Yona en français signifie Jonas, prophète des trois religions abrahamiques que sont le judaïsme, l’islam et le christianisme, un nom bien porté en somme.

Une chose semble manifestement unir, par-devers leurs querelles, le peuple d’Israël et le peuple de Palestine. La recherche de nouveaux leaders, et d’une meilleure gouvernance, une gouvernance qui les engage vers le futur et les sortent enfin de l’ornière du passé. Leon, 45 ans, né à Saint-Pétersbourg de parents juifs biélorusses, a émigré à 13 ans à Tel Aviv, un ami de Yona, nous l’explique bien. « Aujourd’hui presque 75 ou 79 % des Israéliens sont contre Netanyahou. Il n’a pas d’idéologie, ni gauche ni droite, il veut juste survivre. D’où le putsch judiciaire. Avant octobre la majorité des Israéliens étaient contre lui. Aujourd’hui c’est fini. Il est intelligent et sait détourner la réalité, mais maintenant ça marchera plus. Il n’a pas pris ses responsabilités pour le 7 octobre. Tout le monde l’a fait, tous les chefs l’ont fait sauf lui. Il dit qu’on nous déteste dans le monde entier, il est devenu complètement parano et encourage les extrémistes. Il est déconnecté de la réalité. Il ne voit ni ne comprend ce qui se passe. Israéliens et Palestiniens restent tournés vers le passé. Ils ne veulent pas regarder le futur. La plus sûre leçon que le monde nous donne aujourd’hui, et si une paix doit être possible, est que chacun fasse son propre bilan et purge ses rangs des extrêmes, car la voix de la terreur qui nous a plongés à nouveau dans ces heures sombres n’est pas autre chose que celle de l’enfant monstrueux de colères légitimes », nous dit-il.

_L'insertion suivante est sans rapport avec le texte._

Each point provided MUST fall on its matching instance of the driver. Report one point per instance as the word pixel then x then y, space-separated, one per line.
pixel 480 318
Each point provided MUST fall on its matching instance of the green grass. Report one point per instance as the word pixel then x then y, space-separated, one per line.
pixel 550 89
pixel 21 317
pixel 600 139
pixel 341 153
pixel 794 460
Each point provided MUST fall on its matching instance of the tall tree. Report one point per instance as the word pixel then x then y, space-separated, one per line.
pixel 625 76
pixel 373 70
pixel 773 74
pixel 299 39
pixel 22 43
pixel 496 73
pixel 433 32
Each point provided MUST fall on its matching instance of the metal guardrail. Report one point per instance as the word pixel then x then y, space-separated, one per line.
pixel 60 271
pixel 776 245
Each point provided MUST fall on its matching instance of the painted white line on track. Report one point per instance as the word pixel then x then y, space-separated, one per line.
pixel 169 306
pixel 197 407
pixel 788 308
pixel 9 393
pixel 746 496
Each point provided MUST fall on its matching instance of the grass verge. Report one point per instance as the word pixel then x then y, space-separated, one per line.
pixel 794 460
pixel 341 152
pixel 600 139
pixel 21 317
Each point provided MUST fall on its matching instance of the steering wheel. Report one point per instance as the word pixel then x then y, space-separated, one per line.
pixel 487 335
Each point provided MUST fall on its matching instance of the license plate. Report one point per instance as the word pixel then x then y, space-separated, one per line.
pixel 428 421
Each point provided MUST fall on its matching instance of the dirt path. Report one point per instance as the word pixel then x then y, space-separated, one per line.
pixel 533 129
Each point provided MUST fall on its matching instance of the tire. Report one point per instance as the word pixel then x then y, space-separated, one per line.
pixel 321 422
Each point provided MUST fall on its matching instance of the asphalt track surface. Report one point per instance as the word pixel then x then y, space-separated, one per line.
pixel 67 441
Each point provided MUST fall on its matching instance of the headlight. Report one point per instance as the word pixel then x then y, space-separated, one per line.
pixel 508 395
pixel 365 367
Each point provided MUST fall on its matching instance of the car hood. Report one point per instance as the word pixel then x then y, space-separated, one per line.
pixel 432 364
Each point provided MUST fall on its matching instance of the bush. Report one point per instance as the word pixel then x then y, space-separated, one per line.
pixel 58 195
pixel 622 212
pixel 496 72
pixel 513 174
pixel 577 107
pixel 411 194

La mort du numéro 2 du Hamas à Beyrouth le 2 janvier, celle d’un chef du Hezbollah libanais pro-iranien le 8 janvier, l’attentat en Iran près du tombeau du général Soleimani, tout un symbole, revendiqué par l’État islamique, l'accusation de génocide à La Haye changeront-ils la donne ?

La vie des otages et celle des Gazaouis vaut-elle d’être sacrifiée sur l’autel de la guerre et de la vengeance ?

Alors, pour paraphraser Tolstoï : la guerre, ou la paix ?

La paix, et deux États…

Chema Israël : vox populi. Écoute Israël : la voix du peuple. La voix des peuples qui désirent la paix.